Unemployment in Scotland has increased to 223,000 in the past few months, meaning rates are above the UK average.
The rise, between April and June, was up by 34,000 on the same period last year, with the unemployment rate now at 8.4%, compared with 7.8% for the UK.
Scottish Secretary Michael Moore described the latest official figures as "disappointing", but said action was being taken to back economic recovery.
The figures came as the STUC warned of a "bleak outlook" for youth employment.
The Office for National Statistics data also showed the number of Scots in work went up by 8,000 over the previous three months, bringing the employment total to 2,444,000.
But Mr Moore said: "These disappointing figures are another undesirable reminder of the economic legacy this government has inherited and leaves us in no doubt about the challenges ahead.
"The government's measures to achieve our priorities of tackling the record deficit and achieving balanced economic growth for all parts of the UK will encourage the necessary investment to create new jobs."
STUC general secretary Grahame Smith said his organisation's own analysis of official figures showed the number of 18 to 24-year-olds claiming jobseeker's allowance for more than six months in Scotland had increased by 2,245 to 8,905 in the past year.

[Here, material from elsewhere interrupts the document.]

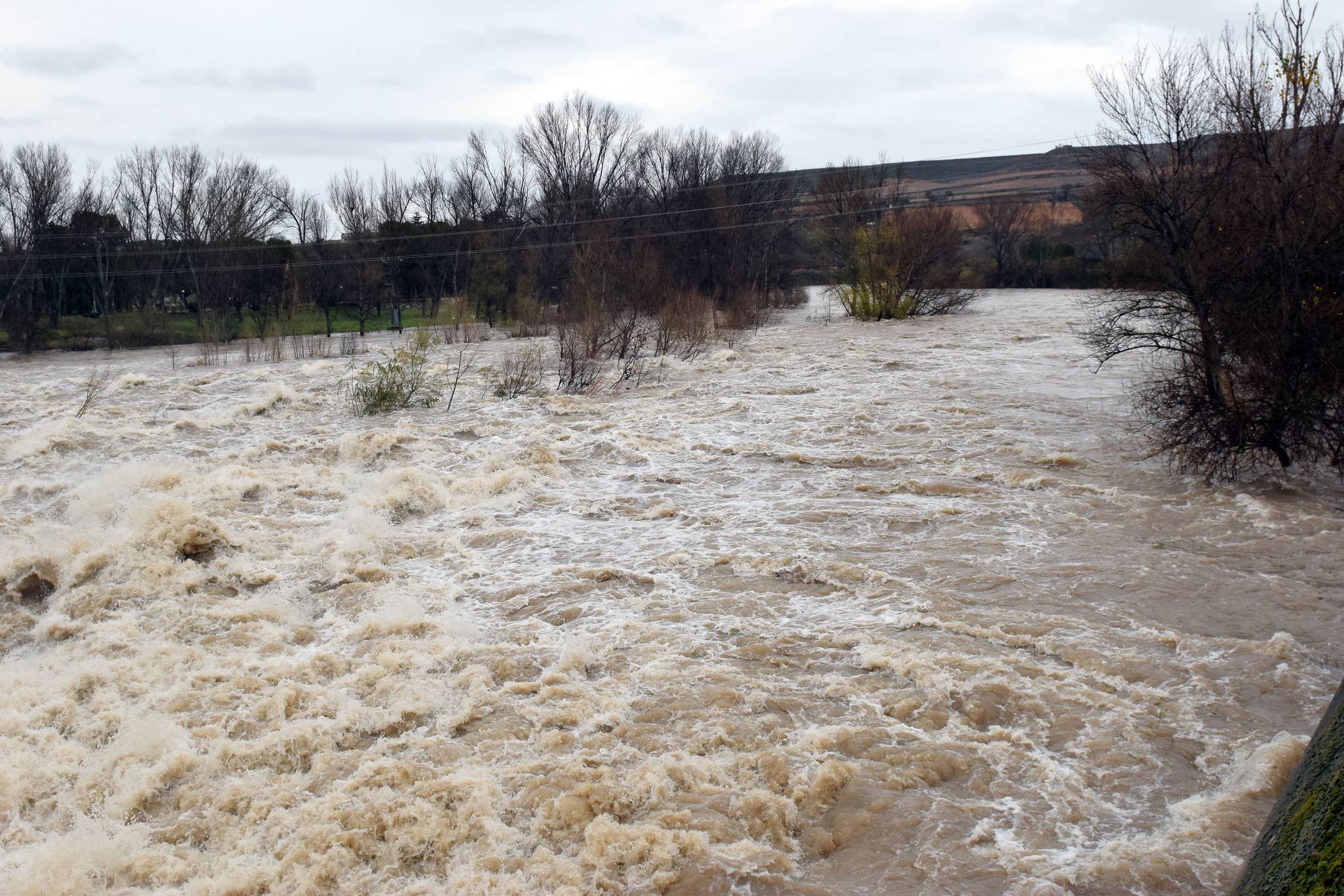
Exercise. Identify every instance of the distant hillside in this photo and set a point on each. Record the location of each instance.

Criticising the UK government's decision to scrap the Future Jobs Fund, to help unemployed people back to work, he said: "These depressing figures confirm the outlook for the thousands of young people in Scotland currently looking for work is increasingly bleak, and there is nothing whatsoever in the policies of the coalition government to provide them with any comfort that the situation will improve any time soon."
The call was backed by Scottish Labour finance spokesman Andy Kerr, who added: "Defending jobs should be the government's first priority but the Tories' unnecessary cuts are causing longer dole queues."
Prime Minister David Cameron has promised a "light at the end of the tunnel" for the British economy following a programme of cuts he says is vital to reduce the country's spending deficit.
The UK government said it was also supporting Scottish businesses through plans for a "competitive" corporate tax system, an increase in the National Insurance contributions threshold and better access to finance.
Scottish Education Secretary Mike Russell said his government was investing in modern apprenticeships and a drive to help school leavers find jobs.
"The first increase in employment in Scotland for seven months is a sign of fragile recovery, and today's figures show that we are right to take comprehensive action to support jobs, skills and training," he said.